A few months ago I read an interview with Bradford Cox in which the Deerhunter ringleader/Atlas Sound mastermind playfully sounded off on glo-fi, and what he suggested was a crown stolen from him. Whether he’s serious or not, there’s a solid case lurking behind his claim for birthright. Not only was Atlas Sound’s 2008 debut a haze-riddled bedroom record of groundbreaking proportions, it even featured a song entitled Ready, Set, Glow! I’d take sides but the point is already moot. Between that interview last fall and the present day, glo-fi or chillwave or whatever you want to call it has become an eye-rolling gag, having opened the floodgates for a bevy of well-meaning but hopelessly hazy bedroom acts seeking a place in the sun. If the powers that be awarded Cox his glo-fi subgenre now, I don’t think he’d show.

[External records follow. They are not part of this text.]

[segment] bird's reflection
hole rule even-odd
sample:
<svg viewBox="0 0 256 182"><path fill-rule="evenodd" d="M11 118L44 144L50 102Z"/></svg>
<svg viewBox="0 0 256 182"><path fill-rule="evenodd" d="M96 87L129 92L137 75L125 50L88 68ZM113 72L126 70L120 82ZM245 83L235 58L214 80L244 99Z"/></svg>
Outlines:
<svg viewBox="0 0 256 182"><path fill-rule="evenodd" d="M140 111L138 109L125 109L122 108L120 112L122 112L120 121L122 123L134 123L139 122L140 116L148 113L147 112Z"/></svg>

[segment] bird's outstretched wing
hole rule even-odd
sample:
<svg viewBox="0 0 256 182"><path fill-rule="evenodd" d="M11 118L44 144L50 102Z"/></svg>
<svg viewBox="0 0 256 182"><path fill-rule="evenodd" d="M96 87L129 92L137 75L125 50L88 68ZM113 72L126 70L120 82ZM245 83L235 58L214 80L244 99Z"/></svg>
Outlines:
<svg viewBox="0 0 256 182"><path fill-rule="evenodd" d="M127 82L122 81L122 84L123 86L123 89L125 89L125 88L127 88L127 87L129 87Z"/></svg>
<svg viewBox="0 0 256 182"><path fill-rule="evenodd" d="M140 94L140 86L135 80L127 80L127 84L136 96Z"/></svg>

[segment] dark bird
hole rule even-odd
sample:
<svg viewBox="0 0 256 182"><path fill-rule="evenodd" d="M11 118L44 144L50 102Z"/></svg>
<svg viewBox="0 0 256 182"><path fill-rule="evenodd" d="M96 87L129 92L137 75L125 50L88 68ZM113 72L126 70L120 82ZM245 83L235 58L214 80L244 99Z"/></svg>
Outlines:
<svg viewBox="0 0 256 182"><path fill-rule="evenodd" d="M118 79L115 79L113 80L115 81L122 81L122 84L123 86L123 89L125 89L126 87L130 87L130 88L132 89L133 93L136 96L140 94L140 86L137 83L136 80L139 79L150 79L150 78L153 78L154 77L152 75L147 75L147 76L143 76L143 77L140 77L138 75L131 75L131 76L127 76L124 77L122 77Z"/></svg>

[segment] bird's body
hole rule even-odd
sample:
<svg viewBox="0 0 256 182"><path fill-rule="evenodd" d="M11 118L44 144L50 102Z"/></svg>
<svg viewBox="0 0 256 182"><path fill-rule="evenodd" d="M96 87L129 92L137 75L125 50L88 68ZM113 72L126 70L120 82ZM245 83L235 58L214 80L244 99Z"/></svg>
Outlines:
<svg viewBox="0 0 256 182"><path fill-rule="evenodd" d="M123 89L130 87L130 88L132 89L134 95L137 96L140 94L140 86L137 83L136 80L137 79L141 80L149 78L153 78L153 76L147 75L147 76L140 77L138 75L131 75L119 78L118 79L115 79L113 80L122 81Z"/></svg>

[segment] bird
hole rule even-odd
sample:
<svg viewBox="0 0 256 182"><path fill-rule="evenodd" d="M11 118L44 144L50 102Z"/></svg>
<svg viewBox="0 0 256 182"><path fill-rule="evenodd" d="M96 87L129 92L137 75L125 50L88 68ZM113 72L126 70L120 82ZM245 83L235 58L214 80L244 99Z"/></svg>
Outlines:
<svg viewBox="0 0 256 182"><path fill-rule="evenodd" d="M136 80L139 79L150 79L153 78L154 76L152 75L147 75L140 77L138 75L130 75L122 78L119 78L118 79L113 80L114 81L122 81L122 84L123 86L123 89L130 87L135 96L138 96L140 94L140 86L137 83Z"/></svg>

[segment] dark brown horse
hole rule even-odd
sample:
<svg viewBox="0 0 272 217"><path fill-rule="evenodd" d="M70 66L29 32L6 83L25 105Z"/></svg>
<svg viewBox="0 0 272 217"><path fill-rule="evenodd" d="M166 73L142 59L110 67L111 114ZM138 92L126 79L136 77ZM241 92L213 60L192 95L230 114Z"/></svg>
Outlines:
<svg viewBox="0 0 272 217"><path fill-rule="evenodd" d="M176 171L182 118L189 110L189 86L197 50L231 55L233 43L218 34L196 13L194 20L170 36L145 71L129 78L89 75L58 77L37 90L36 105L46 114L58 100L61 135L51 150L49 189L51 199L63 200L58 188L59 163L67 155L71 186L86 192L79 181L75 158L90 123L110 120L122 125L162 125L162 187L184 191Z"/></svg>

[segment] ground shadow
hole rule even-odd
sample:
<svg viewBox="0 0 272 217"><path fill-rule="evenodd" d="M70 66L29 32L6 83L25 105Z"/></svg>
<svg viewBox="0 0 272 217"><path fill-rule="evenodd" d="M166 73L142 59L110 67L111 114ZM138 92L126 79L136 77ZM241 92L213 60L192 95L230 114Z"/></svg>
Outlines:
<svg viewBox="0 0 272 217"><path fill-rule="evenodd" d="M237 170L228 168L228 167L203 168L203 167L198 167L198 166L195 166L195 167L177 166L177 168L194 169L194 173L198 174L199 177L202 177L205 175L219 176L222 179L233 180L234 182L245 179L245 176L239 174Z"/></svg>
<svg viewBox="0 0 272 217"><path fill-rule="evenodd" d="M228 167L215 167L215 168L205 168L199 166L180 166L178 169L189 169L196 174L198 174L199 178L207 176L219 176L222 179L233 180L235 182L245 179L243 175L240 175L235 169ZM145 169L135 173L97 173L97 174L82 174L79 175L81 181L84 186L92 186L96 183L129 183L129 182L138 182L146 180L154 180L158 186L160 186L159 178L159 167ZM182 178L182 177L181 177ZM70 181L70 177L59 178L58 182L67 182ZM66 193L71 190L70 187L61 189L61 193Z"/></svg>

So what about Toro Y Moi (AKA Chazwick Bundick) and his quietly anticipated full-length Causers Of This? Well, strange as it seems, despite close personal ties with other chillwave acts and assuming the tag – essentially guilty by association – Toro Y Moi doesn’t belong in this subgenre mess. At least not compositionally; by utilizing a throng of 80s-inspired signifiers and beats cut-up like a dreamier Flying Lotus, Causers Of This flirts with retro R&B records as often as any sound pigeonholed to the summer of 2009. Freak Love sounds like a late-nineties boy-band cassette after it spent five minutes in a swimming pool, with pre-sets thrown into a sweltering, undulating atmosphere and a break-beat slowed down as if accidentally sexed up. Such effective sound-manipulation lies at the heart of Bundick’s technique, which evokes the speaker-in, speaker-out psychedelia of Blessa and the stuttering, hip-hop beats that carry him through these thirty-two minutes. In his most surprising moments, as on Lissoms, Bundick creates a buzzing instrumental that smoothly (almost invisibly) incorporates vocal samples and a ton of eerie synth-undercurrents without sounding like a grab-bag of random, well-spiced sounds.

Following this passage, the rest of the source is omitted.